Not even acrobats can ensure a safe drive; traffic between Kerala and Tamil Nadu comes to a standstill

Coimbatore: Traffic between Tamil Nadu and Kerala is continuing to suffer for the last 15 days with torrential rain turning potholes into “ponds” and craters near Walayar on National Highway-47. A short stretch of the National Highway, near the State border, looks like a ploughed paddy field. Big potholes ensure a bumpy ride for motorists for over 7 km from Ettimadai.

If one passes the test without any accidents, a pond on the middle of the road will check your negotiating skills.

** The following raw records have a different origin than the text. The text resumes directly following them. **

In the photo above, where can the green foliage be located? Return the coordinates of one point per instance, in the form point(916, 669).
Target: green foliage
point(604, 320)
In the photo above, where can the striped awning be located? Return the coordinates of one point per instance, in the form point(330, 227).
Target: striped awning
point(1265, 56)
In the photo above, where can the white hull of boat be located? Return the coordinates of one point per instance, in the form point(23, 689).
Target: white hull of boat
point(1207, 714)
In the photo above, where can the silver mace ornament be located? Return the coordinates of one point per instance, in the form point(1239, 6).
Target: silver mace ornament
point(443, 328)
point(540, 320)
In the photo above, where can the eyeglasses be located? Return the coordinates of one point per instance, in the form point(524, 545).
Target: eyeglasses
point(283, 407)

Efforts by truck operators and shop keepers to make the road motorable by dumping gravel and debris have gone in vain because of the traffic density and continuing rain.

With Western Ghats continuing to get heavy rain, water continues to flow down towards the Walayar tank eroding a stretch of the National Highway hardly few hundred feet from the bridge (across the river Walayar) that marks the border for both the States.

Local residents and regular users of the road say that lack of provision for the water to flow across the road from the hilly terrain to the tank has led to battering of the road completely.

What remained as a pothole last month has become a “pond” today owing to lack of regular maintenance. Since a motorist takes at least two to three minutes to get past the crater, traffic inches along one side at a time resulting in the formation of a winding queue of vehicles for nearly 3 km.

If any impatient driver tries to outsmart others, the whole vehicular movement comes to a standstill.

On Tuesday, only one earth mover was deployed to clear the stagnant water in the “pond.” Later, the Superintendent of Police, Coimbatore Rural District, G. Karthikeyan, deployed a patrol vehicle with adequate strength for regulating the traffic.

Collector’s promise

The District Collector, Neeraj Mittal, said the attention of the National Highways Authority of India had been drawn and that efforts were on to set right at least 20 potholes identified so far. He said that the battered stretch would be made motorable within 72 hours.